Abstract
This report describes the analysis of two aerial surveys in the Norfolk Round 3 Zone 5 potential offshore wind farm area in the spring of 2009. One survey employed on-board observers and subdivided the study region into 8 blocks or strata. These strata were surveyed over 5 days of surveying during the period 5 March-20 April. A second survey employed digital video technology to collect animal detections. This survey was completed over 3 days.
Abundance estimates were computed using conventional distance sampling estimators as well as density surface models for the visual surveys. Strip transect methods as well as density surface models were used to compute abundance estimates for the digital video surveys. Rather than producing estimates for each species encountered during the surveys, species were grouped into ‘divers’, ‘gulls’, and ‘seabird’ categories. Hence six estimates for each strata were produced for the visual survey data, and five abundance estimates were produced for the digital video surveys (too few divers were detected to produce estimates using density surface modelling).
It was not feasible to estimate numbers of each species group in the entire region, because the surveys were conducted over a protracted survey period, during which bird numbers and distributions can be expected to vary substantially. We therefore used smaller areas corresponding to the strata (blocks) defined in the design of the visual surveys as the basic unit of comparison. As a result, the digital survey effort was broken into smaller blocks than in the original design of this survey. Likewise, the comparison of estimates produced by the two survey methods could only be on a single stratum where surveys by the two teams were conducted at roughly the same time. The correspondence of abundance estimates for three species groups in this stratum was reasonable for gulls, but confidence intervals for the two surveys do not overlap for the ‘seabird’ group.

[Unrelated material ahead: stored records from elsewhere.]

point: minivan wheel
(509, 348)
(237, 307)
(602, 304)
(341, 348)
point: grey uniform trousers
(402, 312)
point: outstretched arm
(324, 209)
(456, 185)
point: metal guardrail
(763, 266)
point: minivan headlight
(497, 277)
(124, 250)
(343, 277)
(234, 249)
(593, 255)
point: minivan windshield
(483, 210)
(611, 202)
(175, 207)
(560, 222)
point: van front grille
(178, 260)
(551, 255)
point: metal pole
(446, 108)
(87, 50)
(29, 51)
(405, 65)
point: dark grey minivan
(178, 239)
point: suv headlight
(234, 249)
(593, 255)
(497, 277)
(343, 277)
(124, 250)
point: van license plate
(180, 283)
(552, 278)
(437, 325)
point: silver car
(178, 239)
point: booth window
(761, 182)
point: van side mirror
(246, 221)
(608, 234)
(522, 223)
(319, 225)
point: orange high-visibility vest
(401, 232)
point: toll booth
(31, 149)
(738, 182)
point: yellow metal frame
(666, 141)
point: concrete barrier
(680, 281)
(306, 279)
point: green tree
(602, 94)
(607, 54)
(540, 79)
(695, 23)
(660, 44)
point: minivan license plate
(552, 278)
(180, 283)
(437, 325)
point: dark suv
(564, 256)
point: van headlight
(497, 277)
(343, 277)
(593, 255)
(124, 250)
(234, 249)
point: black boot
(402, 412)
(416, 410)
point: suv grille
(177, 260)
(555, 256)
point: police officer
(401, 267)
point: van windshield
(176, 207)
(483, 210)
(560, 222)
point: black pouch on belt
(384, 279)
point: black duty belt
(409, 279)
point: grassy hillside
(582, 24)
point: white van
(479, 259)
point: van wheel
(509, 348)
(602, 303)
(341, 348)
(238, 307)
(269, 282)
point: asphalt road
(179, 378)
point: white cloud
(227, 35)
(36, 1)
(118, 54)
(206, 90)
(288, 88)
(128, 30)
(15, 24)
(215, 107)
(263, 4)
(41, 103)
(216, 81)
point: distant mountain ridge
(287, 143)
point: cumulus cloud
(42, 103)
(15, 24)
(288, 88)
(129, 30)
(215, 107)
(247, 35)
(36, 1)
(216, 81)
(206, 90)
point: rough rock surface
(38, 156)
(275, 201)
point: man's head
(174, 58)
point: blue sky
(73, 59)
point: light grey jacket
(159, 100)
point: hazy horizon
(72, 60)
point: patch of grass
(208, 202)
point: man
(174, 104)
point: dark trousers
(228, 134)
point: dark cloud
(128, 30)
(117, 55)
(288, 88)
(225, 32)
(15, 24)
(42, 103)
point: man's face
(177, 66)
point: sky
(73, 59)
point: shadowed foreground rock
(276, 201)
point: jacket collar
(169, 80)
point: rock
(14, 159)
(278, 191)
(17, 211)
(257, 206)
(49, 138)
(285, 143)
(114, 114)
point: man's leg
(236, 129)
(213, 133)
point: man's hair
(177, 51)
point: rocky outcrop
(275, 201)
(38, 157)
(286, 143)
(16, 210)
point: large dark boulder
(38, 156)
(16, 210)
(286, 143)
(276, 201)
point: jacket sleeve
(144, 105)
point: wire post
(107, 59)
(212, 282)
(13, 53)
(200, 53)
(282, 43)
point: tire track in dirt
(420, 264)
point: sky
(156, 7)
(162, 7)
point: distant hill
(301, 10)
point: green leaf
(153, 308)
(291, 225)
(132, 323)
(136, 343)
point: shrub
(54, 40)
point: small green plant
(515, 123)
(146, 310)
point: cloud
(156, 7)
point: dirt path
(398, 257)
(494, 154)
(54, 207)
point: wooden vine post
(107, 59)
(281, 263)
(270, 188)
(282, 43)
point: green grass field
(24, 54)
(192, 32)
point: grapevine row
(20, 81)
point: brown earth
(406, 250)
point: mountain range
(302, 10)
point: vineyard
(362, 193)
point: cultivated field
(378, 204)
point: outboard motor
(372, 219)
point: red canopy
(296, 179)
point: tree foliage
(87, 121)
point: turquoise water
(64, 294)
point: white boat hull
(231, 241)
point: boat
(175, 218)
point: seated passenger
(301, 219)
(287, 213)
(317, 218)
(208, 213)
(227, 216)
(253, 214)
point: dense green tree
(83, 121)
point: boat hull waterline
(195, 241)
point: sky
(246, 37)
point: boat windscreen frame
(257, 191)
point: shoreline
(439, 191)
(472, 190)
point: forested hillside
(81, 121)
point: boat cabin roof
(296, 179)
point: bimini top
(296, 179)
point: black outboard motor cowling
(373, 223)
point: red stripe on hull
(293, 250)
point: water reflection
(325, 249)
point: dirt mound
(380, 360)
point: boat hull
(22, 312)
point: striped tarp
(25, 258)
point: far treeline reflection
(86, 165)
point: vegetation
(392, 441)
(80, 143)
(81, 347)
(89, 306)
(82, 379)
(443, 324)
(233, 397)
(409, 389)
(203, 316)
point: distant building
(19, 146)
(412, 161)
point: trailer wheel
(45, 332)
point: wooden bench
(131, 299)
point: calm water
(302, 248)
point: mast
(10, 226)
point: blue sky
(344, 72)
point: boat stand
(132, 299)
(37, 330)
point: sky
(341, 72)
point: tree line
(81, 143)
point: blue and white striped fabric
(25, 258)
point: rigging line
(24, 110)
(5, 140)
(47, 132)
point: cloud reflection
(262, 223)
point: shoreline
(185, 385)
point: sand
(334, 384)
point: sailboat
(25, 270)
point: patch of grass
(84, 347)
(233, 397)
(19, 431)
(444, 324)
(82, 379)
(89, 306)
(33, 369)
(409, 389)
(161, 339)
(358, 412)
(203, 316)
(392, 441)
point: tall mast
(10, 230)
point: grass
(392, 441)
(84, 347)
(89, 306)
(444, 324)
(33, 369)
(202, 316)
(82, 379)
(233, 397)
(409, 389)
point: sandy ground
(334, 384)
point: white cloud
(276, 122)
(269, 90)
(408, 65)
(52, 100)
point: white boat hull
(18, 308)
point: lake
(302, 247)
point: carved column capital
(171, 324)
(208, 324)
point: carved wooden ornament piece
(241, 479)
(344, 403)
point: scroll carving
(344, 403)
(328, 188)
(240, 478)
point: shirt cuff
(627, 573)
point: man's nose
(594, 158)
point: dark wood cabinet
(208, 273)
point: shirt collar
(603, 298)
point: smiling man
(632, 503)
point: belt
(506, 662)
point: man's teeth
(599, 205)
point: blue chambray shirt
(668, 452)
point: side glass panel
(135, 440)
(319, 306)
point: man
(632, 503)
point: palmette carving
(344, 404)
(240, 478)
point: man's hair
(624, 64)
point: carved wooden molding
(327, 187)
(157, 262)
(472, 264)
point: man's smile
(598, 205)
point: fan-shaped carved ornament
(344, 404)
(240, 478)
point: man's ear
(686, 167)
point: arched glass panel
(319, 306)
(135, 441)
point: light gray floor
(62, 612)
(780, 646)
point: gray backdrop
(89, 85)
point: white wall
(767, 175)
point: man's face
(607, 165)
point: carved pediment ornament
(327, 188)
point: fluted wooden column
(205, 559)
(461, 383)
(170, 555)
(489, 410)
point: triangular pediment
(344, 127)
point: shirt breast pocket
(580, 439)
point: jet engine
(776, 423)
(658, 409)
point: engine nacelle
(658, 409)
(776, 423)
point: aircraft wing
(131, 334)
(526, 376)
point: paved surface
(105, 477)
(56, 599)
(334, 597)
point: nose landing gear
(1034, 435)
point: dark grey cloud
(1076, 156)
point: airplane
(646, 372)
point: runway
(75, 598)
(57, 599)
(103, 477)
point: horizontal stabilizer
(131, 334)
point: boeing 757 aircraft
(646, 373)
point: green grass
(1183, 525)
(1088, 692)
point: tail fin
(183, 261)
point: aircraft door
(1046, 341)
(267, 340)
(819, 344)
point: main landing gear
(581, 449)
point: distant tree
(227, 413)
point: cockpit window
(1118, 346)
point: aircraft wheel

We measured precision of the visual and digital surveys in two ways. First we selected a stratum (NS1) where the data for the two types of surveys were most comparable. But to approximate the precision for the entire study region, we needed to sum estimates over all strata, even though the survey was carried out over a period >5 weeks. We then needed to further approximate the precision over the entire study region for the digital survey. This involved extrapolating the increase in precision observed for visual surveys from the stratum to the study region to the digital surveys. We urge caution in interpreting the measures of precision at the level of the entire survey region.
Precision of the survey method/analysis method/species group fell broadly into three categories. Conventional distance sampling estimates from visual surveys were most precise with coefficients of variation (CVs) on the order of 0.10. Density surface model estimates of visual surveys of gulls and digital surveys of seabirds along with strip transect digital survey estimates of seabirds produced CVs on the order of 0.30, and all other survey/analysis/species combinations had CVs in the range of 0.45-0.66. Survey/analysis methods that have CVs of 0.30 require an annual change (either positive or negative) of around 11% to ensure that the power to detect this trend within 10 years of annual surveys is to be 0.8. These are quite large absolute changes to the study populations, making those survey/analysis methods quite poor at detecting change in avian populations.
Because of the lack of coordination during the conduct of the surveys, this post-hoc comparison is uninformative from the perspective of comparing survey methods. Movements over the protracted survey period, both within the study region and in or out of it, render dubious any exercise in summing estimates over sub-regions, and in comparing sub-region estimates corresponding to dates that differ appreciably. However, we do have some confidence in the estimates of precision associated with each survey method. Based on the data after filtering and matching from these surveys in the Norfolk Round 3 Zone 5, sufficient power is assured only for avian data derived from visual surveys.
We suspect that both data acquisition methods and survey design can be improved to enhance the precision of abundance estimates using digital techniques. Encounter rate variability (differences in the number of animals detected between transects) drives much of the uncertainty associated with these surveys, and careful attention to survey design can reduce this source of variation that results in these high measures of uncertainty, and consequent poor power to detect change.